Dann sind wir hochgefahren und doch heruntergefahren und sie hat mich gefragt, ob sie mir die Stadt zeigen soll. Es war Hamburg. Wir sind nach draußen gegangen und haben eine irre breite Straße überquert. Währenddessen hat sie in Richtung der gegenüber liegenden Straßenseite nach anderen international bekannten männlichen Bibliothekaren gebrüllt, so als wären die da. Ich weiß nicht mehr, was ihre Worte waren, sie hat ihnen einen Satz mehrfach entgegen geschrieen. Ich glaube, es war aber gar kein Inhalt, sie hat sich nur irgendwie abreagiert. Die Schreie mussten raus. Danach war sie noch entspannter.

Wir sind dann an dieser irre breiten surreal wirkenden Straße hochgeschwebt. Die Häuser waren normale Wohnhäuser aber monolithisch wie Wolkenkratzer. An den Dächern entlang sind wir weitergeschwebt. Wir haben die Häuser auf der gegenüber liegenden Seite, die Straßen, den Hafen und das alles betrachtet. Sie hat es mir erklärt aber vieles kannte ich, weil ich ja in Hamburg gewohnt hatte. Das ging ziemlich lang so. Wir haben uns gut unterhalten und wurden miteinander vertraut.
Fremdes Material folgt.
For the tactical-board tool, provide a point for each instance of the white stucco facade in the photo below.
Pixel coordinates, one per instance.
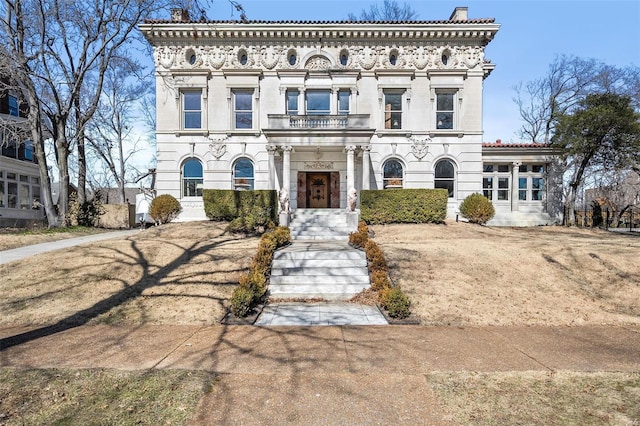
(320, 107)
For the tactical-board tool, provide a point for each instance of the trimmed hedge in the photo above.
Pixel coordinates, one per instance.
(403, 206)
(246, 210)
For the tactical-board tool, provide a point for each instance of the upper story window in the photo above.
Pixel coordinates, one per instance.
(13, 106)
(243, 109)
(445, 110)
(343, 102)
(192, 178)
(445, 176)
(318, 102)
(192, 109)
(243, 174)
(292, 102)
(392, 110)
(392, 174)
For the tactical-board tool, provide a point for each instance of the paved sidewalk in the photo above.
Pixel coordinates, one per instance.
(19, 253)
(324, 375)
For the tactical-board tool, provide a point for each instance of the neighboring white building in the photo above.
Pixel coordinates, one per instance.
(320, 107)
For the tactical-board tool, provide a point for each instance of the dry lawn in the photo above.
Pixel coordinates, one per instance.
(467, 275)
(180, 273)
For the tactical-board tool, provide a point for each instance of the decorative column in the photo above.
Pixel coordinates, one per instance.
(286, 167)
(515, 185)
(365, 166)
(271, 150)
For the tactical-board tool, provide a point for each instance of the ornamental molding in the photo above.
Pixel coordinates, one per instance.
(420, 147)
(257, 56)
(218, 147)
(318, 165)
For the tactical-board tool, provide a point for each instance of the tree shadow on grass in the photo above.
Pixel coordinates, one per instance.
(150, 278)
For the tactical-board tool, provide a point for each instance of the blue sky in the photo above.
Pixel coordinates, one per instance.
(532, 33)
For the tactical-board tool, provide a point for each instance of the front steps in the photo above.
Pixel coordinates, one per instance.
(330, 270)
(320, 224)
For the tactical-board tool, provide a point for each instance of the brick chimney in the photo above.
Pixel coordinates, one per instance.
(460, 14)
(179, 15)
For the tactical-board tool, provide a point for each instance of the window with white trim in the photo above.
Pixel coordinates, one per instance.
(243, 109)
(192, 178)
(496, 179)
(392, 109)
(445, 109)
(392, 174)
(192, 109)
(243, 175)
(445, 176)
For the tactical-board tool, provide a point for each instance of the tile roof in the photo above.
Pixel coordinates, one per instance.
(344, 22)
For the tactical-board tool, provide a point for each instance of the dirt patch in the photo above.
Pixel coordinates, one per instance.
(180, 273)
(466, 275)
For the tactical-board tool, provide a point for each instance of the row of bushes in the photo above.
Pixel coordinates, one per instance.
(252, 286)
(390, 296)
(246, 211)
(403, 206)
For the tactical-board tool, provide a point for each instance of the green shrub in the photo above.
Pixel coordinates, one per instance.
(241, 301)
(403, 206)
(247, 211)
(375, 257)
(477, 209)
(164, 208)
(397, 303)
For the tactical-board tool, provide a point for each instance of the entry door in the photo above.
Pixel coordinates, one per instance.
(318, 190)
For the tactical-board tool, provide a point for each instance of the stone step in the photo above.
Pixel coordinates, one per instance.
(362, 280)
(313, 291)
(307, 271)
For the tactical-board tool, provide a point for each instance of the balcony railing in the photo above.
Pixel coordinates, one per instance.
(298, 122)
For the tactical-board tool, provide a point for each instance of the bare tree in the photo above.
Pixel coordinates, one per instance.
(390, 10)
(112, 133)
(569, 80)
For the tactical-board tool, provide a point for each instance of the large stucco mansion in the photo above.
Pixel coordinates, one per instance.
(317, 108)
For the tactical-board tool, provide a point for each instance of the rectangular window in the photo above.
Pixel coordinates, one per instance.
(444, 110)
(318, 102)
(343, 102)
(503, 189)
(392, 110)
(12, 195)
(13, 106)
(522, 189)
(192, 109)
(292, 102)
(487, 187)
(537, 188)
(243, 109)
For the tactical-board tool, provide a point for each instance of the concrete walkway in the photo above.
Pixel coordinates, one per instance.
(19, 253)
(324, 375)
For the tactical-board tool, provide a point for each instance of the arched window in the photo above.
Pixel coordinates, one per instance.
(192, 178)
(243, 174)
(392, 174)
(445, 176)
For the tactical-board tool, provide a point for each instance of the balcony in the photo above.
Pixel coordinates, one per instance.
(319, 130)
(340, 122)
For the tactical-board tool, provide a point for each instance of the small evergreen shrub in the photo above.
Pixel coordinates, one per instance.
(477, 209)
(397, 303)
(164, 208)
(241, 301)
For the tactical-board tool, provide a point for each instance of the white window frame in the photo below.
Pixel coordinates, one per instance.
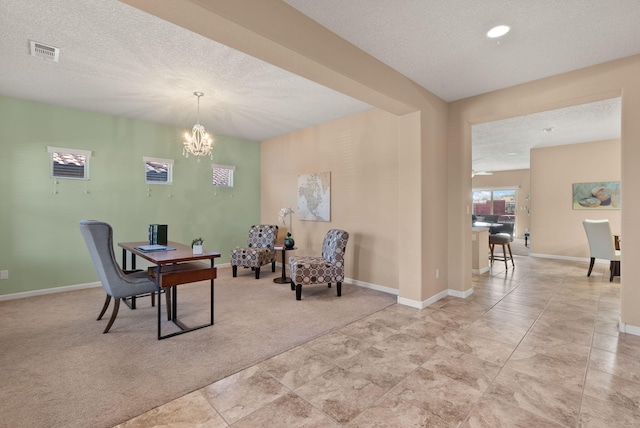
(55, 151)
(221, 169)
(165, 162)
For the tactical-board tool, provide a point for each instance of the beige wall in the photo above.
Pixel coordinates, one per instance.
(612, 79)
(361, 153)
(517, 179)
(555, 226)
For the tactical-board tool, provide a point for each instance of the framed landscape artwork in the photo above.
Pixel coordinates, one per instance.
(314, 196)
(601, 195)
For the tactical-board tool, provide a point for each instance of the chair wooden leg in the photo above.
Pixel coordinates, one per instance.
(511, 255)
(504, 256)
(116, 306)
(593, 260)
(612, 270)
(104, 308)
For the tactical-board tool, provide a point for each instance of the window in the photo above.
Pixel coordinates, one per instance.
(223, 175)
(69, 163)
(158, 171)
(497, 202)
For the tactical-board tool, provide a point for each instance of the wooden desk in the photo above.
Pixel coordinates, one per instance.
(171, 269)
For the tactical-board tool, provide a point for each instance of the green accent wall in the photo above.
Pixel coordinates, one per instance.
(40, 243)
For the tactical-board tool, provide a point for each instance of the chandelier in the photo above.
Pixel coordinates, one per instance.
(199, 142)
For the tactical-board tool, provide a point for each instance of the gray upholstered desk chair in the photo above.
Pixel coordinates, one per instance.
(602, 245)
(116, 283)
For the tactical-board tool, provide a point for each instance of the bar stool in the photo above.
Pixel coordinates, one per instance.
(503, 239)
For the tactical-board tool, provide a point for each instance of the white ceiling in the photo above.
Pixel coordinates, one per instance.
(118, 60)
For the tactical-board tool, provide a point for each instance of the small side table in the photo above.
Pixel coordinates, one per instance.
(284, 279)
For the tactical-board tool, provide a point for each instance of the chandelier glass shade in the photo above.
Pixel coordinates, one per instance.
(199, 142)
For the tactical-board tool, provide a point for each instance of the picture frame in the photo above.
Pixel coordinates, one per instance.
(597, 195)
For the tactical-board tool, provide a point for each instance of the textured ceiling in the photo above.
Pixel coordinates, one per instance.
(504, 144)
(118, 60)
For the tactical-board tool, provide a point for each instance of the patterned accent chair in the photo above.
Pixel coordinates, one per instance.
(320, 270)
(259, 251)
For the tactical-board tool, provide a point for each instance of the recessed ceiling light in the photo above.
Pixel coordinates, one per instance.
(498, 31)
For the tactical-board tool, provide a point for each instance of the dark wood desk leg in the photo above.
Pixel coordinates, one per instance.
(212, 266)
(284, 269)
(174, 303)
(159, 315)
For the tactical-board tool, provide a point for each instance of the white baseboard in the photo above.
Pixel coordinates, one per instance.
(573, 259)
(376, 287)
(49, 291)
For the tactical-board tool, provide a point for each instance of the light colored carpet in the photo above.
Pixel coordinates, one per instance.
(58, 369)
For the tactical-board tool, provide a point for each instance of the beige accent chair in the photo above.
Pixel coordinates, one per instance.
(602, 245)
(321, 270)
(259, 250)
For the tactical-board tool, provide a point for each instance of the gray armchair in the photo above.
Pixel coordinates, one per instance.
(116, 283)
(259, 250)
(325, 269)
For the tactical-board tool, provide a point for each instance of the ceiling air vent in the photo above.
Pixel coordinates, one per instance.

Dann waren wir in ihrer Wohnung, in der ich mich sofort wohl gefühlt habe. Sie ist zu einem Regal gegangen und kam mit einem mehrdimensionalen gläsernen Schachspiel zurück. Es hatte drei Ebenen, auf denen man gleichzeitig spielen musste. Sie hat zu mir gesagt, dass gestern ein Mann bei ihr gewesen wäre, der zu ihr gesagt habe, dass er mit ihr schlafen wolle. Sie hätte ihn gemocht aber sie hätte zu ihm gesagt, dass sie mit ihm Schach spielen wolle. Wenn er gewinnen würde, würde sie mit ihm schlafen. Sie haben also gespielt, und er hat verloren und musste gehen.

Dann hat sie das Schachspiel vor mich auf den Tisch hingestellt und zu mir gesagt: „Lass uns spielen.“ Ich habe sie angeguckt und wusste ja, dass ich überhaupt nicht Schach spielen kann, und zugleich habe ich gemerkt, dass sie eine Meisterin im Schachspielen war. So wie sie mich angesehen hat, kam es mir vor, dass sie nun absichtlich verlieren wollte. Wir haben uns gesetzt und angefangen zu spielen.